Rights to travel to the EU for employment (other than intra-company secondments) or study - and possibly even leisure - will need to be negotiated separately after Brexit and such migration policy changes will require the agreement of all Member States. Given the firm stance taken by the UK government against 'uncontrolled' migration to the UK, it is very unlikely that the remaining EU members will be willing to continue with the current liberal arrangements as they stand.

But the inescapable link between migration and trade will unavoidably impact on the UK's future trade negotiations within the WTO. Since Britain is a large net exporter of international services, it will be in its interests to establish a broad openness to international services trade in order to prompt and possibly require other WTO members to do likewise.

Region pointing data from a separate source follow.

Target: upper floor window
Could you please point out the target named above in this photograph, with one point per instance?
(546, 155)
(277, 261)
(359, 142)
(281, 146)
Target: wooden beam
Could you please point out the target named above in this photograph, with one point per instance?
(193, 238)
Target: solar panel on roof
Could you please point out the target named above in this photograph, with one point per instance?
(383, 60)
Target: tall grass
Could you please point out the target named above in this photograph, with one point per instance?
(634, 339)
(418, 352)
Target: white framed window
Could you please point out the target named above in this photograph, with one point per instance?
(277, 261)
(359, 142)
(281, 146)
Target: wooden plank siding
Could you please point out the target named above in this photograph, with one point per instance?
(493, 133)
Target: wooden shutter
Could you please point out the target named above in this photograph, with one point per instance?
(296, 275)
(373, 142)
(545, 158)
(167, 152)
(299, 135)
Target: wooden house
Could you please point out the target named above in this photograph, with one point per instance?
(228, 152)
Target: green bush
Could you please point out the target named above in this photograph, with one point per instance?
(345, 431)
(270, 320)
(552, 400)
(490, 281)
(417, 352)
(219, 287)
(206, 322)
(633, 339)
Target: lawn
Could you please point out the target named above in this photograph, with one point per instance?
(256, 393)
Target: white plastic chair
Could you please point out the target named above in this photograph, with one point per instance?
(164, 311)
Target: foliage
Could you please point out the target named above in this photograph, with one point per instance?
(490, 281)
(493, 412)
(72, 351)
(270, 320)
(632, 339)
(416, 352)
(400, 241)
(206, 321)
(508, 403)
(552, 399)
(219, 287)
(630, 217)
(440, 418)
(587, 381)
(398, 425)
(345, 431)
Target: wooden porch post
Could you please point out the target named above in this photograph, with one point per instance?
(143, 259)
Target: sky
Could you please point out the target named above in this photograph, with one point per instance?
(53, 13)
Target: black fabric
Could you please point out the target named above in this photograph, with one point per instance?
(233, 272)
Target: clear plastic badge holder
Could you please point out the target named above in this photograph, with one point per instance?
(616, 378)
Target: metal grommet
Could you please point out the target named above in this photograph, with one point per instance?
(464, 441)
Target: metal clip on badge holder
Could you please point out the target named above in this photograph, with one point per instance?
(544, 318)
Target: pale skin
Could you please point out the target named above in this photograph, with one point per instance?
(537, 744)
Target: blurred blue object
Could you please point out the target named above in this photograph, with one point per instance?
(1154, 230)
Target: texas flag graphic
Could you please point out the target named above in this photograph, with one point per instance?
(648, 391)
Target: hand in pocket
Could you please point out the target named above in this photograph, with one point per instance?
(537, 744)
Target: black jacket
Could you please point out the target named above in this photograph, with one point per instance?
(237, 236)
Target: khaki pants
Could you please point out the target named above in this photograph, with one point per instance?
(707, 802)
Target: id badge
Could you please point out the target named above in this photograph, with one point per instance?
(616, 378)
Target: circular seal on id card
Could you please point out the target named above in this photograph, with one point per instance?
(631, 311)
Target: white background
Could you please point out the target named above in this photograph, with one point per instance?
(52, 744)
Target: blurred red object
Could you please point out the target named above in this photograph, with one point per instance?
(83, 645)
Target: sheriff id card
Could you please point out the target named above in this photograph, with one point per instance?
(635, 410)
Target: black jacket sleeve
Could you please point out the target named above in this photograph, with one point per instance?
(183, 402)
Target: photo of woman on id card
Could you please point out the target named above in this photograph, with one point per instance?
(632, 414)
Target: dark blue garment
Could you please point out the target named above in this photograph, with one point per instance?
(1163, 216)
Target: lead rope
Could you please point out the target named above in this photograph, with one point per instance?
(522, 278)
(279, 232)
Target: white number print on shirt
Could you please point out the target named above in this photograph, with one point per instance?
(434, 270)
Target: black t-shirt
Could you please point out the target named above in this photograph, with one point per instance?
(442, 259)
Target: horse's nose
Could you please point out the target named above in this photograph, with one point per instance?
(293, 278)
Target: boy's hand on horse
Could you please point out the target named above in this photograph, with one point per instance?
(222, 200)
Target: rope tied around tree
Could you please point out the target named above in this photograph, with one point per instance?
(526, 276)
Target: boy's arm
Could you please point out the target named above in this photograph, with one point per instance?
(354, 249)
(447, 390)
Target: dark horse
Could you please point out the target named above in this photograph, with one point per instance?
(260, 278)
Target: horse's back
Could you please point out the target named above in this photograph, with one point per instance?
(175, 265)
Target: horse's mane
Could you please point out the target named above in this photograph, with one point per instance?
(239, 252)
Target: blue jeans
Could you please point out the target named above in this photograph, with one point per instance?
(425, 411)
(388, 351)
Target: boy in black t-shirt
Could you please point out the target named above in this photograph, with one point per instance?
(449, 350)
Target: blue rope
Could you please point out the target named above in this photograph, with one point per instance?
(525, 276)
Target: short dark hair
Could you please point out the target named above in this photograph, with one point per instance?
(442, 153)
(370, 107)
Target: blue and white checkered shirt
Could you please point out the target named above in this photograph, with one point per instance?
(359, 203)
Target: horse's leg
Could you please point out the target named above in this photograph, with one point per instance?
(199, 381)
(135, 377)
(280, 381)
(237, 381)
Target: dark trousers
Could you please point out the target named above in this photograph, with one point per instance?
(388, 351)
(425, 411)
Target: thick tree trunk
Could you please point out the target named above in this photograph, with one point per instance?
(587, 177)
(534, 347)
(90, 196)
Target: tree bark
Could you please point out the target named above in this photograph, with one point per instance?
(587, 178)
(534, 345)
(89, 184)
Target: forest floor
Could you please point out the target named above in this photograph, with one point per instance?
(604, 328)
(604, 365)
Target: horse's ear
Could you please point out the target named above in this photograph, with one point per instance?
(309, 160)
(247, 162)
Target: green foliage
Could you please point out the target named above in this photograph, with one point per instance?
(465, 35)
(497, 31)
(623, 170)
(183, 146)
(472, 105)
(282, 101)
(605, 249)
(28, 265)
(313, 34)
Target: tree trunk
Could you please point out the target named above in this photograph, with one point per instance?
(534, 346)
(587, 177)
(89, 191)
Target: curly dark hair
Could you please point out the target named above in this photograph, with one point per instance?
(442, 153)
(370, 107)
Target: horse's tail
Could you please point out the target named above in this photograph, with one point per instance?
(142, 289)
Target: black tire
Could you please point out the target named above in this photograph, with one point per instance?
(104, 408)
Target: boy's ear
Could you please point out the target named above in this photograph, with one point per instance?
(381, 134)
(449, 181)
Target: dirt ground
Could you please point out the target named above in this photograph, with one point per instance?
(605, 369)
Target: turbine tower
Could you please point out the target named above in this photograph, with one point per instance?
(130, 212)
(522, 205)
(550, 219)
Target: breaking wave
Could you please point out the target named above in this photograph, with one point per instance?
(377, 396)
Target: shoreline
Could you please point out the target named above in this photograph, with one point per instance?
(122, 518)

So its future WTO schedules under GATS will need to permit wide access to the UK's services markets. Reciprocity is likely to be required here - it is wholly implausible that other WTO members will wish to open their markets to UK international service providers without reciprocal rights for their nationals to trade services in the UK.

This will mean that short term inward migration from non-EU countries will likely increase both generally and in particular for those countries with which the UK concludes FTAs. Quite what the impact of that increase on the government's immigration target will be is difficult to tell.

However, given the UK's need to trade on the world market going forward - and therefore to accept trade-related short term migration - coupled with the statistical difficulties in including short term migration figures in any 'immigration target' in any sensible and analytically robust way, we suspect that the Conservative manifesto commitment may have to be re-read so as to apply only to long-term net migration.

Again, it remains to be seen whether the government recognises this soon enough for potential negotiating difficulties to be avoided as serious trade talks with the EU and potentially with other trade partners start in earnest later this year.


[1] Annex on movement of natural persons supplying services under the Agreement

[2] Migration statistics first time user guide retrieved 26 January 2017

[3] Opinion, paragraphs 326-329

The content of this article is intended to provide a general guide to the subject matter. Specialist advice should be sought about your specific circumstances.